Atherion moved through them like they weren't there. No wasted motion. No hesitation. Each strike clean and final — the kind of efficiency that only comes from centuries of doing exactly this.

Veltherion was the same. Fluid. Almost bored. His blade finding gaps that shouldn't exist, his footwork never breaking rhythm.

The struggle wasn't coming from them.

It was coming from behind.

Cassian.

He was holding — barely. His sword work was precise but his body was lagging behind it, the gap between instinct and execution costing him half a second every exchange. For a normal fight, half a second meant nothing.

Here, it meant everything.

A monster got through his guard. Then another.

Lucien stepped in without being asked. No grand spell — just controlled, targeted bursts, clearing just enough space to keep Cassian breathing.

"Heads up," Lucien said flatly.

Cassian grabbed the nearest one by the collar and threw it.

Straight at me.

I was already moving. Crimson Death came up in a single arc — the blade pulsed once on contact, the red at the edges of my vision sharpening. The monster hit the ground in two pieces before it knew what happened.

Another one came. Cassian threw that one too.

Then a third.

I stopped questioning it and just started cutting. Cassian was using me as his disposal point — and honestly, it was working.

"Not bad," I said between strikes.

"Shut up and keep swinging," Cassian said.

"Atherion."

I didn't look back.
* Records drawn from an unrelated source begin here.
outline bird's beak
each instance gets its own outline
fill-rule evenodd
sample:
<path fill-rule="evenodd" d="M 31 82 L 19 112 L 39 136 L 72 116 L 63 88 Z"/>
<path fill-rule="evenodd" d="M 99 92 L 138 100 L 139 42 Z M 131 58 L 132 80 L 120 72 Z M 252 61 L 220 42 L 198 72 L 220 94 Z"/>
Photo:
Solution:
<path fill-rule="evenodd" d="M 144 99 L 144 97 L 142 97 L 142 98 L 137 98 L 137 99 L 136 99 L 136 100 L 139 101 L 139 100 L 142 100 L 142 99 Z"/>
Eyes still forward, blade still moving.

"Should I go all out?"

A beat.

"Twenty-five percent," he said. "You're still not developed enough for that technique. Don't push past it."

"Got it."

I stopped moving.

One breath. Slow and deliberate.

My eyes closed.

The noise of the battle — the clashing steel, the monsters, Cassian's labored breathing behind me — all of it faded to the back.

I found the rhythm underneath it all.